“You’ll be re-building again soon enough,” Benjamin said. “Mark my words, little lady. We won’t go another Christmas without your peppermint bark, will we Jean?”
The poodle, as always, feigned indifference to my peppermint bark…but maybe a peppermint howl would earn me a tail wag. I politely smiled. Once a week someone asked about my grand re-opening, but I had no real answer, nothing the townsfolk didn’t already know. We needed money to rebuild, and those were the sorts of secrets everyone had been gossiping for months.
Still, Saint Christie’s main street wasn’t the same without the shop—the quaint historical town grinned like a child missing a tooth. I wasn’t the same either. I missed the shop. I missed baking.
I missed him.
No stoves. No counters. No little ice cream corner with the paisley-striped wallpaper and red, old-fashioned booths. Nothing survived the fire. We had been lucky to make it out. Molten sugar was dangerous enough making homemade candies. I never wanted to be surrounded by it again. Or burning walls. Crushed glass. Collapsing stairs.
Odd how only one year had passed since my little slice of gum-drop heaven got flambéed. Felt longer. Lonelier.
Safer.
“Josie Davis!” A voice shouted over the lot. “You’re on my property!”
Bob Ragen screamed loud enough for Benjamin to hear at the corner of the block—that meant the entire town would hear every word that was exchanged.
I retreated three feet even though it was all my property according to the survey. It appeased the heavy-set grump locking up his sporting goods store.
“And keep out!” Bob pointed a fat finger at me. It wavered in the air. Must have been five o’clock somewhere long ago. “If I told you once, I told you a million times, check the goddamned survey—”
His words slurred, but the malice behind them came through perfectly clear.
“No problem, Bob. I’m leaving now.”
“Good. Stay out.” He grumbled under his breath, shoving his keys in his pocket. “Your family’s driving down the property values—you hear?”
I crossed my arms, my cinnamon fingers twisting in the sleeve of my shirt. “Property values are only low because the store burned down, right Bob?”
“Sure. Whatever.”
He sneered at me, staring only at the bobbing, ebony spiral curls cascading over my shoulders. The headband kept them at bay—for now.
Bob shuffled off the curb, tripping over what remained of his sobriety. “This town was better off fifty years ago…maybe you ought to remember that.”
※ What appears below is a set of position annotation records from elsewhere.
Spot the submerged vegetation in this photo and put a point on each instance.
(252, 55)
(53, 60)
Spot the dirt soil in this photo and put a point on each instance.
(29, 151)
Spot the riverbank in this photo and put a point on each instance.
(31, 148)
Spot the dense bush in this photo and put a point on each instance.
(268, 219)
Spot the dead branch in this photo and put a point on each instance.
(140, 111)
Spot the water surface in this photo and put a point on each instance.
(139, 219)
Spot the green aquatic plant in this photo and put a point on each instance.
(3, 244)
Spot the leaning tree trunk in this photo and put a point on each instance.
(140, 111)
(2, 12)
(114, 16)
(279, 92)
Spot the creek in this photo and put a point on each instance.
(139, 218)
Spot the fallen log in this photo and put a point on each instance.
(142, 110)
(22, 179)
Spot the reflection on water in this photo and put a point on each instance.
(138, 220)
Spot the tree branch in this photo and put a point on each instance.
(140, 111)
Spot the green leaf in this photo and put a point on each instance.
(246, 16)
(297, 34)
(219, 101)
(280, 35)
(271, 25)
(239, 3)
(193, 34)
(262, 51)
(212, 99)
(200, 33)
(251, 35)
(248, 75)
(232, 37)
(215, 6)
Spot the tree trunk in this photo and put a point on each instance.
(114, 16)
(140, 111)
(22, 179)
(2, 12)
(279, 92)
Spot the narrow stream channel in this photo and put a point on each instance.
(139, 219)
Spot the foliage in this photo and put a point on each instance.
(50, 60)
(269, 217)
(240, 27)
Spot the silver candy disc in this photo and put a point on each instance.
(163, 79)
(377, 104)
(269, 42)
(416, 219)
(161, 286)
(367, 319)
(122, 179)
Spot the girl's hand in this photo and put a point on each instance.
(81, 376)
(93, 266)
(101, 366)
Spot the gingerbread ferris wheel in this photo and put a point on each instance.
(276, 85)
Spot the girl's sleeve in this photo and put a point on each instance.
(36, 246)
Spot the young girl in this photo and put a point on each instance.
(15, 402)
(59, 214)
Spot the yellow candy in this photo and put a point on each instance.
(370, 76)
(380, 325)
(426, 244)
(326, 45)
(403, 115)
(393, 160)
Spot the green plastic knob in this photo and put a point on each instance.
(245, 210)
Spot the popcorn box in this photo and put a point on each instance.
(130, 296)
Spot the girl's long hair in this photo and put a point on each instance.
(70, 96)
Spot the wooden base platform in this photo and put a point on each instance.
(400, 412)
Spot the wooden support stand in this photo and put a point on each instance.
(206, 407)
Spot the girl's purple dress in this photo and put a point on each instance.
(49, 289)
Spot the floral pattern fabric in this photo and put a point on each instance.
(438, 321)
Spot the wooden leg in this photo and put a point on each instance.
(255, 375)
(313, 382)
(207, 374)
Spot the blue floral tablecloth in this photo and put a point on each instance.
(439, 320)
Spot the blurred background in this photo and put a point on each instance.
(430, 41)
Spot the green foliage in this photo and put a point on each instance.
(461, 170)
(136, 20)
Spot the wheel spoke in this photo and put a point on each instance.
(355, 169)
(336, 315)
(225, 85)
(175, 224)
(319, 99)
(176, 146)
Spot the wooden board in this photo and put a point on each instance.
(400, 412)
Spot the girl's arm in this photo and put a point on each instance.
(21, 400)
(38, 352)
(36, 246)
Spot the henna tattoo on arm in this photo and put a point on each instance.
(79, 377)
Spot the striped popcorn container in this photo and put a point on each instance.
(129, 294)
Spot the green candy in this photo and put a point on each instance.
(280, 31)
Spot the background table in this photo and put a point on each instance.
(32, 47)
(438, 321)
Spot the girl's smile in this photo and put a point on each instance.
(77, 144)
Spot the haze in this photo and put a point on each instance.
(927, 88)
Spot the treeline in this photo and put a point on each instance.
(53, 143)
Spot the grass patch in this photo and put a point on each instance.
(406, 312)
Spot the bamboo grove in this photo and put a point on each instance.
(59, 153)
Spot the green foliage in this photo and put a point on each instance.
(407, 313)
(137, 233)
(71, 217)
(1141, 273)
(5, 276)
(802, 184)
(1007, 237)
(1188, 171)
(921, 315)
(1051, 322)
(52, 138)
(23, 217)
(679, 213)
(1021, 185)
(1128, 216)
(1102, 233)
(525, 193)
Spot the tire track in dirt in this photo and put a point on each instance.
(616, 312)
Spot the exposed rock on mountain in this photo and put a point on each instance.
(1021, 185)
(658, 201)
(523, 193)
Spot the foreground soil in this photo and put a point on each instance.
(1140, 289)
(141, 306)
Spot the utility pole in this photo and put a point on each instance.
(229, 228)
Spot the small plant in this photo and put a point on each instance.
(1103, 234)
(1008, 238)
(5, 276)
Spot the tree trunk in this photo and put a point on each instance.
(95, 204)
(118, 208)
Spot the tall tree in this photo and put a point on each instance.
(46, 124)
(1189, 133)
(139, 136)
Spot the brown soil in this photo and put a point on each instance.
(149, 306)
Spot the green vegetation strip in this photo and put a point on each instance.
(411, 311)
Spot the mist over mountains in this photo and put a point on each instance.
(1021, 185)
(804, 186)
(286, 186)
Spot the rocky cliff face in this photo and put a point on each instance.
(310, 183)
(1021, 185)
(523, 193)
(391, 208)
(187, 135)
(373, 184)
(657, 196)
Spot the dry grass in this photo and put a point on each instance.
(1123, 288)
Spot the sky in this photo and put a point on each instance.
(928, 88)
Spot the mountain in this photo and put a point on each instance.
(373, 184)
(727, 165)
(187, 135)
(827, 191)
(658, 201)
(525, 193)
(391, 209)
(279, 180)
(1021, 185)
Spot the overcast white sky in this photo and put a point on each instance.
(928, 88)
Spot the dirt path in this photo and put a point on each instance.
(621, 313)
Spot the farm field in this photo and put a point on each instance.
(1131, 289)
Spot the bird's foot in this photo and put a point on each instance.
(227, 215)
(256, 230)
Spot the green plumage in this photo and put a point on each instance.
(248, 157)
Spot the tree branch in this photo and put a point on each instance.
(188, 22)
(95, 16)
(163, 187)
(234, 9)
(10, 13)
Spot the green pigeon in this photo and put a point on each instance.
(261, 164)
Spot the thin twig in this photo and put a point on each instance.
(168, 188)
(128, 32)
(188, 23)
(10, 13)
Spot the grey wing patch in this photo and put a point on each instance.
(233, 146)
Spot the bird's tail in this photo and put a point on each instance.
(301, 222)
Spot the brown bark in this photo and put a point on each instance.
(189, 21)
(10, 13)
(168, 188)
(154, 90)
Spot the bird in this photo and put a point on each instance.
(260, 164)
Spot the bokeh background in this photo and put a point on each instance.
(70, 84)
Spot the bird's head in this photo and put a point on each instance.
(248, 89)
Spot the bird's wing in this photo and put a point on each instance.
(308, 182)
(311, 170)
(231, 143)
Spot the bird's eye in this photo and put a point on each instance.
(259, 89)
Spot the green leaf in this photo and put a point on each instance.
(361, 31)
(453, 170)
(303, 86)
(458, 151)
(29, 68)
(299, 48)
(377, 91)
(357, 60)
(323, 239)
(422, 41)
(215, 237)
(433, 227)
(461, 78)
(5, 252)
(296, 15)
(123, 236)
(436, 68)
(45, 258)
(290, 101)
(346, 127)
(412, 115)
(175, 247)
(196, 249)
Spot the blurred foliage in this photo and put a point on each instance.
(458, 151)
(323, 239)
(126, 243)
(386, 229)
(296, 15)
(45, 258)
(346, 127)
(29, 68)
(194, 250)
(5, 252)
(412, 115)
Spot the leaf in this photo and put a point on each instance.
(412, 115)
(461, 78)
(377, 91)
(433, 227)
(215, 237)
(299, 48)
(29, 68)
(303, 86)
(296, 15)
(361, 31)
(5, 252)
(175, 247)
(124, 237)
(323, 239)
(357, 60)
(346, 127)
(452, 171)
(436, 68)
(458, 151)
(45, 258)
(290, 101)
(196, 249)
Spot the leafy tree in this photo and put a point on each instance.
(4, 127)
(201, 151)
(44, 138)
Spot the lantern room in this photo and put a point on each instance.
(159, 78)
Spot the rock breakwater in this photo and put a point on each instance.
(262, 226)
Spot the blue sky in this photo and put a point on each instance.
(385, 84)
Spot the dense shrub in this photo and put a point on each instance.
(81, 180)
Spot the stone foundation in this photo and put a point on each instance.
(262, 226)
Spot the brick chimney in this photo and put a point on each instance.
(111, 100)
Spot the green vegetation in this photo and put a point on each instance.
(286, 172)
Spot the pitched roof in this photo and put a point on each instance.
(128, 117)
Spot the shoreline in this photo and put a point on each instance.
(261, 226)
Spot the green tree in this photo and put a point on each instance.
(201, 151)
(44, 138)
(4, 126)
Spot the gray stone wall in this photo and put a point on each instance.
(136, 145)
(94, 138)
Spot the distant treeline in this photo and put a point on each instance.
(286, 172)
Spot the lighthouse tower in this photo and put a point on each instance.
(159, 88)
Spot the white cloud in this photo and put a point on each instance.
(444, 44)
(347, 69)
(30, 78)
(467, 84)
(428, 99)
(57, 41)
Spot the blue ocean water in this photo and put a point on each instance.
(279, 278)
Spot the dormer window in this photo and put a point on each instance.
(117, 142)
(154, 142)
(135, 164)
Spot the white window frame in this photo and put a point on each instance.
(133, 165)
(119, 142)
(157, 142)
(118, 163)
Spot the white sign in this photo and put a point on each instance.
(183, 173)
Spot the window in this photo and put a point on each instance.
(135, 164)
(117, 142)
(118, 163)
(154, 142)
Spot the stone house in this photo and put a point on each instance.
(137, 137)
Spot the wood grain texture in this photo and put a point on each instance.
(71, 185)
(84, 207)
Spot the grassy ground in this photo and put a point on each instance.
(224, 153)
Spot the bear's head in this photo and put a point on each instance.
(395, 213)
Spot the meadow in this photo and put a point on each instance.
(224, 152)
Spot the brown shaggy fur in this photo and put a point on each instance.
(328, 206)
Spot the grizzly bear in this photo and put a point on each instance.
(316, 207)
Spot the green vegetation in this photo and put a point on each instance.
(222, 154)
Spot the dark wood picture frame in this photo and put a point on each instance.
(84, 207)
I preferred to think fifty years ago my grandparents opened their very own business in the town—an instant success thanks in part to Nana’s secret fudge recipe.
She used maple-glazed walnuts.
Made all the difference.
My phone buzzed. The screen read Rayna Insurance, but I doubted the caller was giving me good news. One perk of having my best friend working in at the town’s insurance company—at least Delta could answer questions about settlements and police reports in a timelier manner than her boss.
“Josie-Posie!” Delta achieved a level of hyper I couldn’t fathom without coffee. I figured she was born without wings. Most of the town considered her a manic little pixy; the rest of us knew when to swat her away. “How’s life in the newspaper business?”
It wasn’t so great actually. I treaded a thin line between honesty and hedging, but after today, I fell headfirst into the thorny bushes.
“It’s…” I shrugged. “I don’t think Sean expected me to work there for a whole year—even part-time. He’s a saint for giving me the job, but…it doesn’t feel temporary anymore.”
Delta’s sunshine faded. “Need some wine?”
“I’d rather make some chocolate.” I kicked the patch of grass that was once my stainless steel counters. “Or one of my giant cinnamon rolls. Or…or that vanilla bean ice cream with the butter-rum topping…”
“You’re giving me cavities over here.”
“Dentists loved me.”
“Believe me, no one is more upset about losing your candy store than Dr. Thomas.”
Except me. Except Granddad. Except the rest of the town who ran out of charity only a week after the fire—once the borough peeked in the sewer and saw all re-hardened chocolate clogging the sanitary system. Then the only solace the town received was that justice had been served.
The fire was no accident, but the man they jailed for arson was completely and totally innocent.
A year had passed, and I was no closer to finding the truth. Unfortunately, the legal system didn’t overturn sentences on a hunch, even in Saint Christie. It wouldn’t be safe for any of us until the real criminal was behind bars.